Background

Outcomes for patients (pts) with newly diagnosed acute myeloid leukemia (AML) have improved significantly with the advent of genomically targeted therapies. However, 5–10% of pts with de novo AML and up to 30% of those with therapy-related AML (tAML) harbor TP53 mutations (TP53MUT), which are associated with a particularly poor prognosis and median overall survival (mOS) of 6-8 months. Stem cell transplantation remains the only potentially curative option, yet relapse rates approach 50% at one year. Prior studies suggest that TP53 mutation burden – as assessed by variant allele frequency (VAF) and/or allelic status – is independently associated with survival. We developed a blood-based protein biomarker signature to improve prognostic stratification in TP53MUT AML.

Methods Serum samples from pts with newly diagnosed TP53MUT AML were collected prior to administration of definitive induction therapy. Using the NULISA platform, 251 circulating inflammatory proteins were quantified. To identify the key proteins prognostic for survival, we implemented a rigorously validated and stress-tested machine learning pipeline. 70% of pts were randomly allocated to a training set while 30% was reserved for independent validation testing. Model development followed the Predictability, Computability, and Stability (PCS) framework. Specifically, within the training set, 1000 bootstrap resamplings were performed and in each iteration importance scores based on the univariate coefficients were estimated for all proteins. Features that consistently ranked among the top ten predictors across iterations were selected for final modeling. Next, a machine learning algorithm based on the Cox proportional hazards model was constructed using the most stable features. Model stability and prognostic utility were assessed across clinically relevant subgroups. An optimal cutoff for stratifying pts into high- and low-risk groups was derived using the minimum p-value method. Both the combination rule from the selected features and risk threshold were independently validated in the testing set. The resulting model was benchmarked against an established risk model from Senapati et al., Haematologica 2025 which only considers genomic factors for risk stratification. In this model, pts are considered low risk (TP53LR) if they possess a single TP53 mutation with VAF <40% without concurrent 17/17p loss.

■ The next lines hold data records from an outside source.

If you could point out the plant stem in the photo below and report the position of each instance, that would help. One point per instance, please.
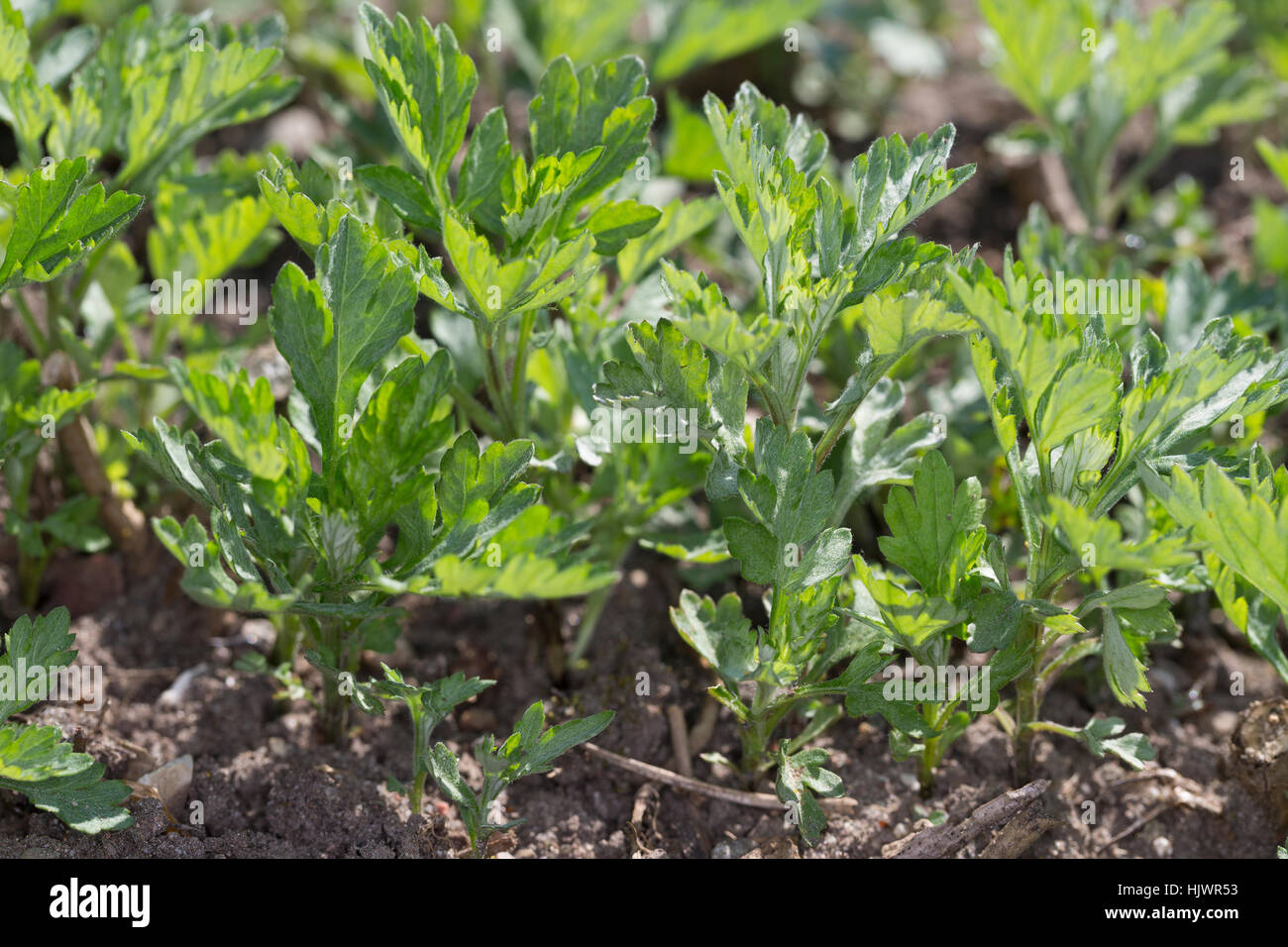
(421, 725)
(1026, 699)
(39, 342)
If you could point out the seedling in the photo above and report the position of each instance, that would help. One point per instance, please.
(287, 538)
(529, 750)
(1085, 76)
(1077, 441)
(35, 761)
(816, 256)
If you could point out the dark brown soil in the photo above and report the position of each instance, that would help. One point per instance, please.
(269, 789)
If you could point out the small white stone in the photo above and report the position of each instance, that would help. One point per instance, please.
(172, 783)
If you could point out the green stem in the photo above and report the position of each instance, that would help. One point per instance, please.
(519, 379)
(1026, 698)
(421, 725)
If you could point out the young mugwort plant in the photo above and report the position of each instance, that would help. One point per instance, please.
(818, 254)
(303, 540)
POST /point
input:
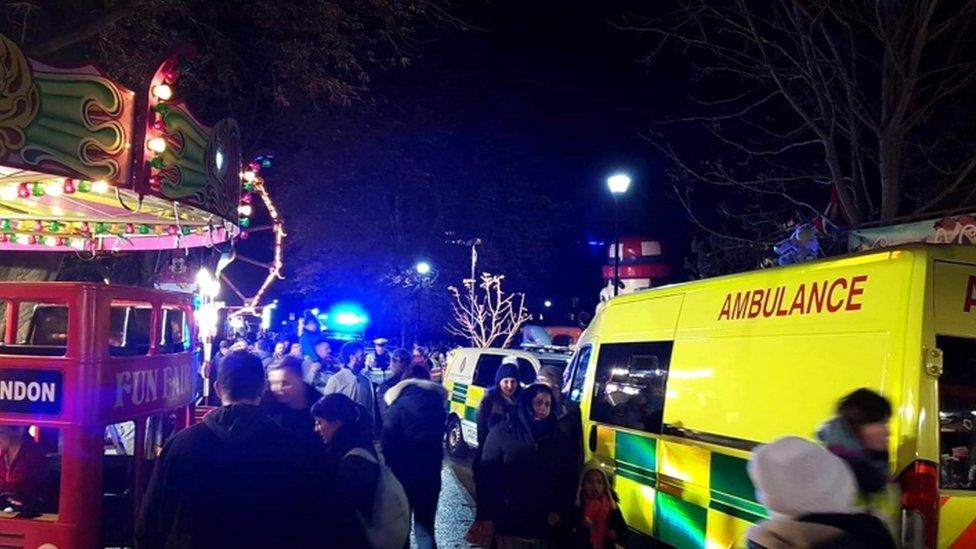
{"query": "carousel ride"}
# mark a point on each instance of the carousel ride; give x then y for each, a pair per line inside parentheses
(90, 167)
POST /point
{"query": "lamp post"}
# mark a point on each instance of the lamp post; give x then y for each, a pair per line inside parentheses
(618, 185)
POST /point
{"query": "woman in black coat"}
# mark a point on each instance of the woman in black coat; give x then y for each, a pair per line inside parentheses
(348, 481)
(413, 444)
(527, 482)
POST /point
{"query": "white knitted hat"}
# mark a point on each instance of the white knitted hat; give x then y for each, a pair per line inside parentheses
(795, 477)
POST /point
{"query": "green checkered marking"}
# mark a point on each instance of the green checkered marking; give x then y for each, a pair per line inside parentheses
(459, 393)
(677, 522)
(635, 458)
(731, 489)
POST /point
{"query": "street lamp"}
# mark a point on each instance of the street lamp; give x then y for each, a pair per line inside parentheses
(618, 185)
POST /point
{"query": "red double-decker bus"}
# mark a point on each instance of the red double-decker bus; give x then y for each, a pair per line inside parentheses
(97, 377)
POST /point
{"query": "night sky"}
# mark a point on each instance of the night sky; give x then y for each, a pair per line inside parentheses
(560, 78)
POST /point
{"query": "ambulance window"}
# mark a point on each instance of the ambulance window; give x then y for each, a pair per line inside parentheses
(484, 371)
(578, 371)
(957, 413)
(630, 383)
(527, 372)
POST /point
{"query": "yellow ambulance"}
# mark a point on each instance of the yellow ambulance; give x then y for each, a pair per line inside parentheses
(678, 384)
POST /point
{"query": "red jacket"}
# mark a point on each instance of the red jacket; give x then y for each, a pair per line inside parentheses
(26, 478)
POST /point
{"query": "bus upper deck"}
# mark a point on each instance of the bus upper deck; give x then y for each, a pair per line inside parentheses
(98, 376)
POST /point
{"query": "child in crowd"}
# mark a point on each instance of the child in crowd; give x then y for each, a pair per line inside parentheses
(599, 523)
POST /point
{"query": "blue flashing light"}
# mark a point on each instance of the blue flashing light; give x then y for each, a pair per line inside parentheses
(347, 317)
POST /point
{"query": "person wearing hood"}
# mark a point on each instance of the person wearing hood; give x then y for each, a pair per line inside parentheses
(349, 481)
(810, 495)
(413, 435)
(351, 381)
(233, 480)
(399, 360)
(526, 482)
(597, 521)
(859, 435)
(567, 412)
(288, 402)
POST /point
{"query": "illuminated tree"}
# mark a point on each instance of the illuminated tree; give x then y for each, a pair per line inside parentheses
(485, 314)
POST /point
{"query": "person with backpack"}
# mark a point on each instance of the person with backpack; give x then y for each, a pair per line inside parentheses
(859, 435)
(363, 504)
(413, 443)
(495, 407)
(234, 480)
(810, 494)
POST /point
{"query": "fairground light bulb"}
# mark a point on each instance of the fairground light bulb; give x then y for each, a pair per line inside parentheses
(8, 193)
(100, 186)
(156, 145)
(163, 92)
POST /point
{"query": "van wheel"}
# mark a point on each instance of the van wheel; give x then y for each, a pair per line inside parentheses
(456, 446)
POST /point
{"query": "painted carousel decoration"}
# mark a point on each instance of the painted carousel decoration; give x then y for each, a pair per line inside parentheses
(88, 165)
(641, 263)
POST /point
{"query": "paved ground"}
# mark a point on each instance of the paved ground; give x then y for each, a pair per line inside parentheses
(455, 512)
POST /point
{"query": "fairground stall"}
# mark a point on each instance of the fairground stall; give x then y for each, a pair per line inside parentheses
(95, 377)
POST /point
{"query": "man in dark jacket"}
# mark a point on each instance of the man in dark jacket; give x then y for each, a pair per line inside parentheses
(526, 483)
(413, 435)
(399, 361)
(234, 480)
(567, 413)
(288, 402)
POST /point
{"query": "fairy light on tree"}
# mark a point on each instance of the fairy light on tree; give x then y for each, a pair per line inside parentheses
(485, 314)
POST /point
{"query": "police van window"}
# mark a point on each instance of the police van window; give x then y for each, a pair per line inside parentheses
(35, 494)
(527, 372)
(42, 329)
(578, 371)
(630, 383)
(485, 369)
(129, 328)
(957, 413)
(173, 331)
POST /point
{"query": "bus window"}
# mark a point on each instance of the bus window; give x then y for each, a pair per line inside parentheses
(630, 384)
(129, 328)
(118, 485)
(32, 491)
(173, 332)
(957, 413)
(42, 329)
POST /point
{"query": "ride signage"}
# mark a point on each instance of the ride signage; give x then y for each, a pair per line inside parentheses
(31, 391)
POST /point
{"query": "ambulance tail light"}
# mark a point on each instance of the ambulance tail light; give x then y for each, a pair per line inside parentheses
(920, 504)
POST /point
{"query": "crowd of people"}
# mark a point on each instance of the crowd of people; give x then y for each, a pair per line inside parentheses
(307, 449)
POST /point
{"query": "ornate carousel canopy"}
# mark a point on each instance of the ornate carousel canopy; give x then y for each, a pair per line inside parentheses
(86, 164)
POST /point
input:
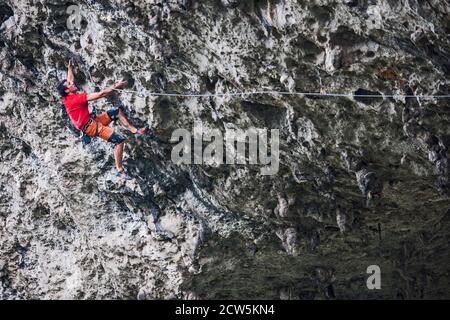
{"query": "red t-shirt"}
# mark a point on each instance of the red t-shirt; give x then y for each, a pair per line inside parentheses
(77, 108)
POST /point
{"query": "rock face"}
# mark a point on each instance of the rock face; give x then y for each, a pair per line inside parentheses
(362, 181)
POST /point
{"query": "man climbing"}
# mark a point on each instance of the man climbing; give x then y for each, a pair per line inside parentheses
(92, 125)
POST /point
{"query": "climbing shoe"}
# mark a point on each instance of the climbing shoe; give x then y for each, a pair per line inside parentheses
(123, 175)
(141, 133)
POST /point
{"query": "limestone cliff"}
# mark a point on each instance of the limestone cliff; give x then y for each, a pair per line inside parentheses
(362, 181)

Results The panel of 251 inflammatory proteins was quantified from 108 pts with newly diagnosed TP53MUT AML from 2012 to 2023 with a median follow up of 19.0 months. The median age at diagnosis was 69 years and 53% of pts were male. Sixty-seven pts (62%) had de novo AML, 31 (29%) tAML, and 10 (9%) secondary AML. Overall, 96 (89%) pts received a lower intensity induction regimen, with 69 (64%) including venetoclax. Using the Senapati genomic model, 27 (25%) had TP53LR disease.

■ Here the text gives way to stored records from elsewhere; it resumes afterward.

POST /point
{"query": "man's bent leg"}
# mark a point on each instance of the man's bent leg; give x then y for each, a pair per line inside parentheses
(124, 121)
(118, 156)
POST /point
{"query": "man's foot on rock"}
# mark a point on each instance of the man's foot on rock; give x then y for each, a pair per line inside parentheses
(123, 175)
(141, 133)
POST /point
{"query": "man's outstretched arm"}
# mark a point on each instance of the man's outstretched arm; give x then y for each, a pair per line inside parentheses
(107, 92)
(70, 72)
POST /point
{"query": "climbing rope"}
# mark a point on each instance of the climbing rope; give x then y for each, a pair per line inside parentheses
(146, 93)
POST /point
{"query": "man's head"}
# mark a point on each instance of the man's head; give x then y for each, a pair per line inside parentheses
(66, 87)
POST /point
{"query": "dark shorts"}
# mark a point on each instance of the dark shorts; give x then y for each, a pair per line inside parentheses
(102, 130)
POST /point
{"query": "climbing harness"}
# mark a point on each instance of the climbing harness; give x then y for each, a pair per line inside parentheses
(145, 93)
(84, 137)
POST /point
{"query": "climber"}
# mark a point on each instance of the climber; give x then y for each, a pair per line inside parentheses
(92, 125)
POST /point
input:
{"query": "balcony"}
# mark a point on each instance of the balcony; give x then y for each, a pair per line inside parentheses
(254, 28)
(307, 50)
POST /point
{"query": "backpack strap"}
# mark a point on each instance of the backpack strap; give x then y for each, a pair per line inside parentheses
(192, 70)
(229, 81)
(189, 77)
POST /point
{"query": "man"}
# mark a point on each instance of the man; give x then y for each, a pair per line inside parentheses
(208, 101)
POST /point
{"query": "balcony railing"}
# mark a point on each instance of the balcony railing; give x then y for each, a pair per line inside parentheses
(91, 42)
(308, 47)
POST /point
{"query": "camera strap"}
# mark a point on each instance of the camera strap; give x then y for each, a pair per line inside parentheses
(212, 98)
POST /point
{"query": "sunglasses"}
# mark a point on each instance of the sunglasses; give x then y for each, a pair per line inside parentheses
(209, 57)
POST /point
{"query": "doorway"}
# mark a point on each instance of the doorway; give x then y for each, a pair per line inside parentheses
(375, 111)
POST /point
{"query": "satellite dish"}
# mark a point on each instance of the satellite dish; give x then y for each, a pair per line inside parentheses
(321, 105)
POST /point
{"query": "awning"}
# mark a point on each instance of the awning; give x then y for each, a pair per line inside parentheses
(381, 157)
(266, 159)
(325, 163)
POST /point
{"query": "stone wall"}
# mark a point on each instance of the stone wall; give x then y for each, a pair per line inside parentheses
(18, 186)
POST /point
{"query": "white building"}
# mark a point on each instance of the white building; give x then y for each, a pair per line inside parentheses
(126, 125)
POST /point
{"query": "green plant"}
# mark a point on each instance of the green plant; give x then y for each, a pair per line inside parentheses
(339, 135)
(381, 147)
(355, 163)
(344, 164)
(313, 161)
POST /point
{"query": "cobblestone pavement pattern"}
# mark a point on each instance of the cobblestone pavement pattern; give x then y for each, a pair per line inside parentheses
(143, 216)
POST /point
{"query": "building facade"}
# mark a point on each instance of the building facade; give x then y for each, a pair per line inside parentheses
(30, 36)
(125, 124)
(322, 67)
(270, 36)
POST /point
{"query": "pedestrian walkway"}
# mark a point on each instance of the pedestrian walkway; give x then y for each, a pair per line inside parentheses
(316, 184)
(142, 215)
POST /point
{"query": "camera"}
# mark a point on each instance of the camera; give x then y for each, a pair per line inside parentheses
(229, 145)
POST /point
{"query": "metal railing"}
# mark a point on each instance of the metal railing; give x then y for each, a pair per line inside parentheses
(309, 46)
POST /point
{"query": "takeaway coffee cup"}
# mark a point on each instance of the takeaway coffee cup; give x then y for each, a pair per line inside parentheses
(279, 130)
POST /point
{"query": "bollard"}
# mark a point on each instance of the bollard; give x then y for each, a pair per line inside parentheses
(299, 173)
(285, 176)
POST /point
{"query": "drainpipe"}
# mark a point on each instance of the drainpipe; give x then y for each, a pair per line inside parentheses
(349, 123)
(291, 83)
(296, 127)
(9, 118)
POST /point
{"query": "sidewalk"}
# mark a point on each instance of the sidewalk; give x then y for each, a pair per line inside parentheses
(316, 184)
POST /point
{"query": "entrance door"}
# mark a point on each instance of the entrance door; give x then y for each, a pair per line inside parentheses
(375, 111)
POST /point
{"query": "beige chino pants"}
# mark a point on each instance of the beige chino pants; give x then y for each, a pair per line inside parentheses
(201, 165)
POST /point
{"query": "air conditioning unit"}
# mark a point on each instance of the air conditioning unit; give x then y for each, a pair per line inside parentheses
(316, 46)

Thirteen circulating serum proteins —IL10RB, IL1R1, TNFRSF4, TNFSF8, TIMP1, CCL13, IL18BP, SIRPA, CD46, TNFRSF1B, NCR1, OSMR, and TNFRSF11A—consistently ranked among the top important features across 1000 iterations. Using the machine learning model, an optimal risk cutpoint from the 13 proteins was estimated. The fixed combination of the 13 serum inflammatory proteins with the derived cutpoint yielded a hazard ratio (HR) of 2.31 (95% CI: 0.97–5.54; p=0.03) for death in the high-risk vs low-risk cohort in the testing set. The mOS of pts with high-risk TP53MUT AML based on this signature was 3 months (95% CI: 2-5) vs 10 months (95% CI: 7-15) in the low risk. In the full dataset, the 13-protein signature demonstrated significant additive prognostic value beyond the established Senapati genomic risk model based on likelihood ratio testing (p=0.001). When integrated with the Senapati model, the 13-protein panel with TP53 genomic aberrations achieved an HR of 3.02 (95% CI: 1.85-4.90) for risk stratification of survival, compared to an HR of 2.29 (95% CI: 1.05–5.00) from the genomic risk model alone.

Conclusions A blood-based 13-protein signature derived using machine-learning effectively stratifies high and lower risk TP53MUT AML, with additive prognostic effect to a standard genomic-based model. In such a high-risk population, inflammatory protein modeling provides valuable information that could guide future therapeutic approaches. Future studies with longitudinal serum proteome quantification in TP53MUT AML are ongoing.